Skeptics say that the positive reaction to initial successes in the current Iraq war doesn’t mean the 3-year-old bear market is over. Early enthusiasm for the military effort simply diverted investors’ attention from the troubled economy and other problems facing the market.
“The hype about how this war relief rally has put us on track for another bull market is just noise. The economy is weak and getting weaker,” said Kari Pinkernell, senior U.S. strategist at Merrill Lynch & Co. in New York. “There has been a knee-jerk reaction to buy stocks, but we don’t think this is the beginning of a longer-term, fundamentally based bull market.”
Recent data showing consumer confidence at a nine-year low and weekly jobless claims running high don’t offer encouragement, she said.
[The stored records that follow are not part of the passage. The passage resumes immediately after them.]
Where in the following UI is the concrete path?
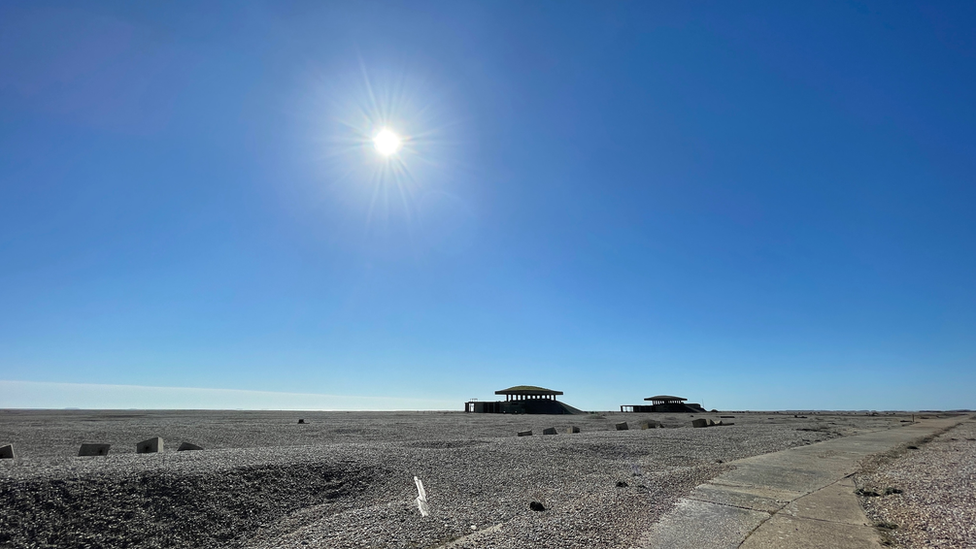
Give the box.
[645,416,968,549]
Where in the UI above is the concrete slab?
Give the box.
[643,417,966,549]
[647,499,769,549]
[740,513,881,549]
[780,478,868,526]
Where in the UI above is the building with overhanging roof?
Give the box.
[620,395,706,414]
[464,385,583,414]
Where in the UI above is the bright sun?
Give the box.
[373,128,403,156]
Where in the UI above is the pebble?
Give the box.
[0,412,907,549]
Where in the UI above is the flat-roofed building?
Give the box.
[620,395,706,414]
[464,385,583,414]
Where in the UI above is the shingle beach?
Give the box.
[0,411,936,548]
[856,419,976,549]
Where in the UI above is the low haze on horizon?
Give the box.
[0,1,976,410]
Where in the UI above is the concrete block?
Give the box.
[136,437,163,454]
[78,444,112,457]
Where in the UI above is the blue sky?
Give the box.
[0,2,976,409]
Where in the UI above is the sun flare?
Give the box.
[373,128,403,156]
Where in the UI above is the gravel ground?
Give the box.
[0,411,916,549]
[856,420,976,549]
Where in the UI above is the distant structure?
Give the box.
[464,385,584,414]
[620,395,706,414]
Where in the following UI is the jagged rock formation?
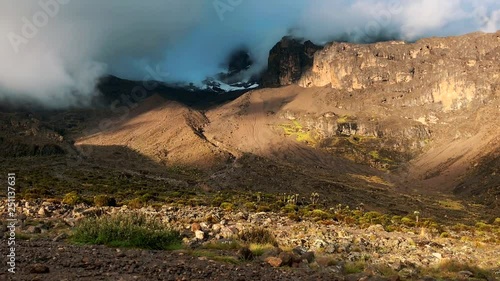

Even if the U.S. achieves a resounding victory over Iraq, other geopolitical risks could be looming, Pinkernell added, pointing to the possibility of terrorist attacks against Americans and growing fears about the defiant regime in North Korea.
With corporate profit-reporting season for the first quarter drawing near, earnings trackers say they see reason for guarded optimism, noting that Wall Street analysts’ profit estimates have risen in the last month.
Analysts surveyed by Thomson First Call expect first-quarter profits for companies in the Standard & Poor’s 500 index to rise 8.3% from a year earlier. On Feb. 18, analysts were expecting a 7.1% increase.
Chuck Hill, Thomson’s research director, said the numbers may be skewed by strength in the energy sector that is not sustainable, especially with oil prices backing off from their peak. What’s more, first-quarter profit warnings are running ahead of last year’s rate.
On a positive note, Hill said, “the big surprise has been technology.” Warnings in that sector have come at a modest clip and expectations for profit growth have held up relatively well.
Most companies don’t start reporting earnings until mid- or late April, but Hill said early signals may come next week from consumer electronics retailers Best Buy Co. and Circuit City Stores Inc. (April 1 and April 2, respectively) and Dow index component Alcoa Inc. (April 4) and the following week from General Electric Co. (April 11).
In the meantime, investors will continue to make decisions with one eye fixed on the news from the Middle East. And the market will remain vulnerable to “modest pullbacks as the war unfolds,” said CIBC’s Kumar.